The choices are limited (and a bit more expensive) for dynamo lighting with other mounting options. I have a Philips rear light that attaches to my seatpost (approx 20 Euro), and a Busch & Mueller that attaches to a seat stay (approx 15 Euro).  Both are very bright compared with typical rear lights on bicycles.  The Philips attachment is not as durable as I would like ... so I worry about how long it will last.  Both are easy to connect, though it does require a wire along the top tube between front and rear lights.

I think the Busch & Mueller Secula Plus attached to my seat stay is going to be my favorite.  It has a very bright standlight, which the Philips lacks.  So it will be much safer for urban riding where I will be stopped at an intersection waiting for a traffic light, for example.  For now I have put it on the Yamabushi, my primary commuting bike.  I think the best place in winter.
Bright standlight!


Richard said...

Do you foresee any issues with their being always on, rather than blinking?

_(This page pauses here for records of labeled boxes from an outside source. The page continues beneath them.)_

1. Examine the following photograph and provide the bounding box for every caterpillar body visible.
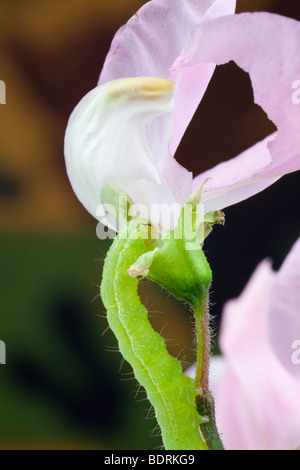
[101,232,207,450]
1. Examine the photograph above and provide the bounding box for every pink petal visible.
[99,0,236,159]
[190,13,300,208]
[268,238,300,380]
[193,135,279,212]
[216,261,300,450]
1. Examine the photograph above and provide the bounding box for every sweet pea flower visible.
[65,0,300,229]
[205,239,300,450]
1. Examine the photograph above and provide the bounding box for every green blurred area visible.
[0,236,165,449]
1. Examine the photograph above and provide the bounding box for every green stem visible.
[196,392,225,450]
[193,300,210,395]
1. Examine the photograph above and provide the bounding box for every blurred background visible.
[0,0,300,449]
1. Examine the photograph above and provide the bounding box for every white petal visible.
[65,77,188,228]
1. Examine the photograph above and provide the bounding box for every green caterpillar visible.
[101,224,207,450]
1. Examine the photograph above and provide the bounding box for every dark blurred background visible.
[0,0,300,449]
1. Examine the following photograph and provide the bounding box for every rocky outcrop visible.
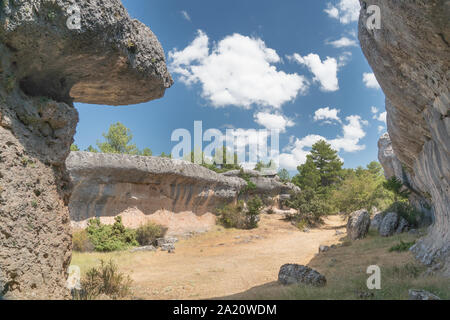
[347,209,370,240]
[369,212,384,231]
[378,212,399,237]
[0,0,172,299]
[67,152,246,234]
[408,289,441,300]
[66,152,297,235]
[222,170,301,200]
[278,264,327,287]
[359,0,450,275]
[378,133,434,221]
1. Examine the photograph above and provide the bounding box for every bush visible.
[245,196,264,229]
[136,222,167,246]
[72,230,94,252]
[218,196,263,229]
[217,201,245,229]
[389,241,416,252]
[86,216,139,252]
[385,201,424,228]
[72,260,132,300]
[286,189,332,226]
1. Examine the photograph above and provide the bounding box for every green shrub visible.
[389,241,416,252]
[136,222,167,246]
[386,263,424,279]
[245,196,264,229]
[72,230,94,252]
[218,196,263,229]
[86,216,139,252]
[72,260,132,300]
[286,189,332,226]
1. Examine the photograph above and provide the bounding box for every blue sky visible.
[75,0,386,171]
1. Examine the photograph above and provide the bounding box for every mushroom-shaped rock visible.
[0,0,172,299]
[0,0,173,105]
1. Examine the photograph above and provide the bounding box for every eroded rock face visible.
[0,0,172,299]
[66,152,299,235]
[67,152,246,234]
[359,0,450,275]
[378,133,434,221]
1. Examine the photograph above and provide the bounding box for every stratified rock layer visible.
[0,0,172,299]
[66,152,298,235]
[359,0,450,275]
[67,152,246,234]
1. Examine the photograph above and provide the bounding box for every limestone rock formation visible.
[66,152,298,235]
[347,209,370,240]
[66,152,246,234]
[408,289,441,300]
[378,212,399,237]
[369,212,384,231]
[378,133,434,221]
[222,170,301,199]
[359,0,450,275]
[278,264,327,287]
[0,0,172,299]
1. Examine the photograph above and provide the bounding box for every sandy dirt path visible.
[118,214,345,300]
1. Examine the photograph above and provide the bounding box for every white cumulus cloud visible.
[325,0,361,24]
[255,112,295,133]
[326,37,358,48]
[363,72,381,89]
[181,10,191,21]
[288,53,339,91]
[279,115,369,170]
[169,31,308,108]
[314,107,341,122]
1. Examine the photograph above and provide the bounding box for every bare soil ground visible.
[72,214,345,300]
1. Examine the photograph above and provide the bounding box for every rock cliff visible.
[66,152,298,235]
[378,133,434,220]
[0,0,172,299]
[66,152,246,234]
[359,0,450,275]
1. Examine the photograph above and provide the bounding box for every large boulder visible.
[378,133,434,226]
[359,0,450,275]
[278,264,327,287]
[378,212,399,237]
[347,209,370,240]
[0,0,172,299]
[66,152,246,235]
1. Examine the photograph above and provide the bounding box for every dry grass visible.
[72,214,450,299]
[222,233,450,300]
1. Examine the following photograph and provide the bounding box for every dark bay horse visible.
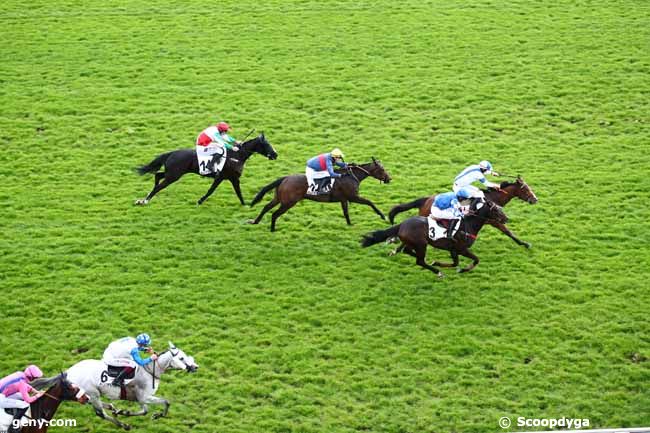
[361,200,508,277]
[388,176,537,248]
[21,373,88,433]
[248,158,391,232]
[135,133,278,205]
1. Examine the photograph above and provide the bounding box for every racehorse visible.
[135,133,278,205]
[0,373,88,433]
[248,157,391,232]
[361,200,508,278]
[388,176,537,248]
[68,342,199,430]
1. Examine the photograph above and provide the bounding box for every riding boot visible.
[447,220,457,239]
[111,367,130,387]
[210,154,223,173]
[7,407,29,433]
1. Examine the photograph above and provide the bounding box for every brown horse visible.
[16,373,88,433]
[388,176,537,248]
[361,199,508,278]
[135,133,278,205]
[248,158,391,232]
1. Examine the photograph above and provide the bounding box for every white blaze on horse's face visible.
[169,341,199,373]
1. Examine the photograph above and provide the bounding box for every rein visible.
[348,165,370,184]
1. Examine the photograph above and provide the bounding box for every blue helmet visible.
[456,188,472,200]
[135,334,151,346]
[478,161,492,171]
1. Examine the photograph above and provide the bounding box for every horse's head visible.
[368,156,392,183]
[30,373,89,404]
[242,132,278,160]
[501,176,537,204]
[169,341,199,373]
[470,199,508,224]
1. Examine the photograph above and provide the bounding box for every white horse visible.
[67,342,199,430]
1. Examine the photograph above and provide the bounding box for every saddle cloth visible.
[196,146,227,176]
[307,176,335,195]
[427,217,460,241]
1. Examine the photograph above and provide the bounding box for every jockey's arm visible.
[18,382,44,403]
[327,158,341,177]
[479,176,501,189]
[131,347,153,367]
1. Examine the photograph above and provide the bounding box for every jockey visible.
[0,365,45,433]
[196,122,240,171]
[429,188,472,239]
[453,161,501,198]
[305,148,348,194]
[103,334,158,386]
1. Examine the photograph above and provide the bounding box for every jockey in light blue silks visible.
[305,148,348,195]
[102,334,158,386]
[453,161,500,198]
[429,187,472,239]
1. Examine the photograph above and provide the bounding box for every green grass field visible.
[0,0,650,433]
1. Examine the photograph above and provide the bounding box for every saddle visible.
[106,365,136,380]
[307,177,334,195]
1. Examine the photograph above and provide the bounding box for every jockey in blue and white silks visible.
[429,187,472,238]
[453,161,500,198]
[305,148,347,195]
[103,334,158,386]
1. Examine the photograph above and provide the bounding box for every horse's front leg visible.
[341,200,352,226]
[196,175,223,204]
[350,195,386,220]
[230,178,246,206]
[143,395,169,419]
[431,248,458,268]
[490,221,532,248]
[113,403,149,416]
[90,397,131,430]
[458,249,479,273]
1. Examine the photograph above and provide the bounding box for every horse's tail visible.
[361,224,401,248]
[388,197,429,224]
[251,176,286,207]
[135,152,173,176]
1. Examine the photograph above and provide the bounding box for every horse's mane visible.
[29,373,66,391]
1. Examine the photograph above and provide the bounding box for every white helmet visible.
[478,160,492,171]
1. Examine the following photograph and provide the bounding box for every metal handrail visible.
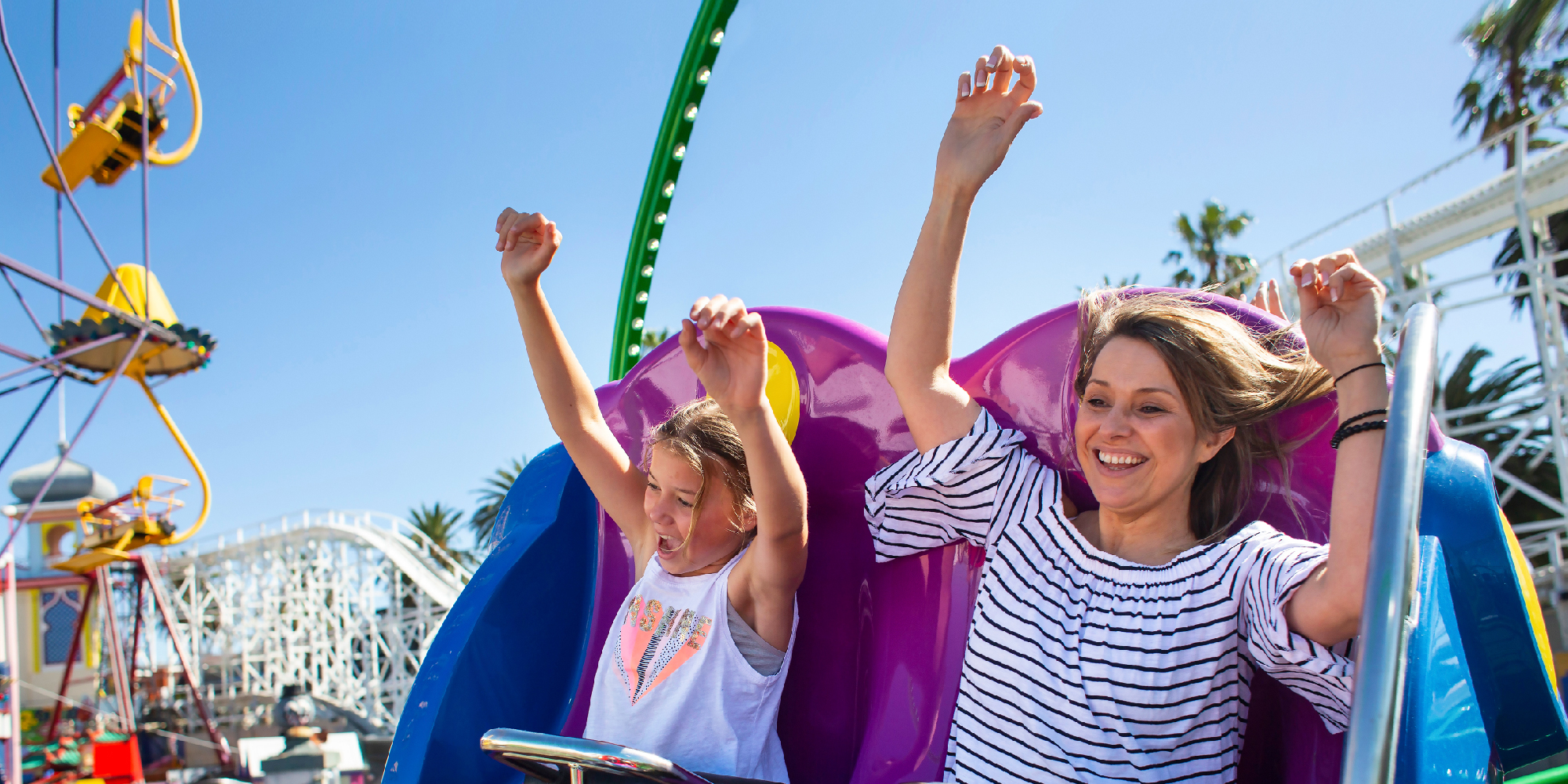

Wondering how motorists will perceive them, given that most people use blinkies

David Litt said...

"Do you foresee any issues with their being always on, rather than blinking? "

No. Just go to a major Audax online forum (the U.S. randon forum, for example) and ask that question, and you may get a flurry of opinions ... or a link to an old thread on the subject. There is a long running debate about whether blinking lights "attract" a sleepy/careless motorist to steer toward you -- some, very limited evidence -- and so Audax rules typically require a NON-blinking, constant rear light.
For long distance night cycling I would suggest one constant rear light, and any second light (helmet rear, for example) could be blinking. Many cyclists prefer blinking because it extends battery life dramatically -- but that is not an issue with a dynamo powered LED rear light.